On entend dire assez de mal de Jean-Michel Blanquer pour savoir reconnaître quand il a raison. Invité de Jean-Jacques Bourdin, sur BFM TV, ce jeudi matin, il a surtout évoqué les mesures prises, dans les établissements scolaires pour lutter contre l'extension du coronavirus. Interrogé, à la fin de l'entretien, sur l'attribution du César du meilleur réalisateur à Roman Polanski, il a osé prendre une position en rupture avec la bien-pensance et recadrer, au passage, Frank Riester.

Sans nier la gravité des actes commis, dans le passé, par le réalisateur de J'accuse, notre ministre de l'Éducation nationale, sans doute plus cultivé que son collègue, fait la distinction entre l'homme et son œuvre. Citant l'exemple de Chateaubriand, il explique que, même si l'on découvrait qu'il n'était pas exempt de tout reproche dans sa conduite privée, il continuerait de lire les Mémoires d'outre-tombe. Mettre à l'écart un livre ou un film sous prétexte qu'on condamne son auteur, pour de bonnes ou de mauvaises raisons, c'est « [mettre la main] dans un engrenage terrible » qui conduit à « la censure ». Il rappelle qu'une œuvre, une fois rendue publique, n'appartient plus à son créateur mais au lecteur ou au spectateur. Il répète qu'il est dangereux de « confondre ce qui est du domaine de l'œuvre et ce qui est du domaine de la personne ».

On ne peut que se réjouir de ces propos de bon sens, tenus par un ministre du gouvernement dont la fonction est d'instruire les enfants et de leur apprendre à penser par eux-mêmes, en se libérant des préjugés.

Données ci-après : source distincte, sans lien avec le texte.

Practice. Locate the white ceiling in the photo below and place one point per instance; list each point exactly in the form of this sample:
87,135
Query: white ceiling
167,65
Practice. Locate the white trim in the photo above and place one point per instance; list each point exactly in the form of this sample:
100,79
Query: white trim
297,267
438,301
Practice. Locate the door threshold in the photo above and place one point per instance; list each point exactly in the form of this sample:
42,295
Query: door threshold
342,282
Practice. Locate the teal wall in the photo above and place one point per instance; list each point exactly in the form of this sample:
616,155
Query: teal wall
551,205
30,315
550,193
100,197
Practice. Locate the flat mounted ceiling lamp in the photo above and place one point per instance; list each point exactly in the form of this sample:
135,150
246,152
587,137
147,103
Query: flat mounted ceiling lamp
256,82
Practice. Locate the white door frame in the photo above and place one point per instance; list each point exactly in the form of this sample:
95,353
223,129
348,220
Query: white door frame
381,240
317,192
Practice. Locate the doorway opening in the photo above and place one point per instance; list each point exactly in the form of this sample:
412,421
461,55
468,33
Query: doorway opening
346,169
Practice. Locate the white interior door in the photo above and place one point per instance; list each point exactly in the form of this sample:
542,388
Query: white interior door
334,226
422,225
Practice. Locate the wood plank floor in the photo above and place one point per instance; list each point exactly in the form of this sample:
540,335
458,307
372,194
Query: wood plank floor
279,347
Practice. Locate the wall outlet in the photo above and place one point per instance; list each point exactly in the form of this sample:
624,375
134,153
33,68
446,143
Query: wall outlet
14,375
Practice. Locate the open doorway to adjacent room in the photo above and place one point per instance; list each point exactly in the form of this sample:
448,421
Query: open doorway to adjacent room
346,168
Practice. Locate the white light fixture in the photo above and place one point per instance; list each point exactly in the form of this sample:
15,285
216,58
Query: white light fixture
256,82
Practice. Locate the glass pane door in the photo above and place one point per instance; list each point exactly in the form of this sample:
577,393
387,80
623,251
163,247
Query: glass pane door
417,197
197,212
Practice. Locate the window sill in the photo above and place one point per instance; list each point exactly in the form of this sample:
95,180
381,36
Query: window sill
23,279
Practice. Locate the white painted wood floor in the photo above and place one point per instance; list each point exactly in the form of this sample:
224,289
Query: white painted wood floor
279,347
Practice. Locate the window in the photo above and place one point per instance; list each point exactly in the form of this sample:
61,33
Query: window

Si l'on admet la confusion entre l'homme et l'œuvre, on devrait refuser de lire Aragon parce qu'il a soutenu le Parti communiste, dans ses heures les plus sombres, tardant à reconnaître les crimes de Staline ; proscrire des bibliothèques Louis-Ferdinand Céline parce que l'auteur du Voyage au bout de la nuit a également écrit des livres antisémites ; ne jamais prononcer le nom de Robert Brasillach, fusillé à la Libération, bien qu'il ait écrit des romans admirables tels que Les sept couleurs, Comme le temps passe ou Le marchand d'oiseaux, et que sa critique littéraire soit encore d'actualité. Et bien d'autres encore.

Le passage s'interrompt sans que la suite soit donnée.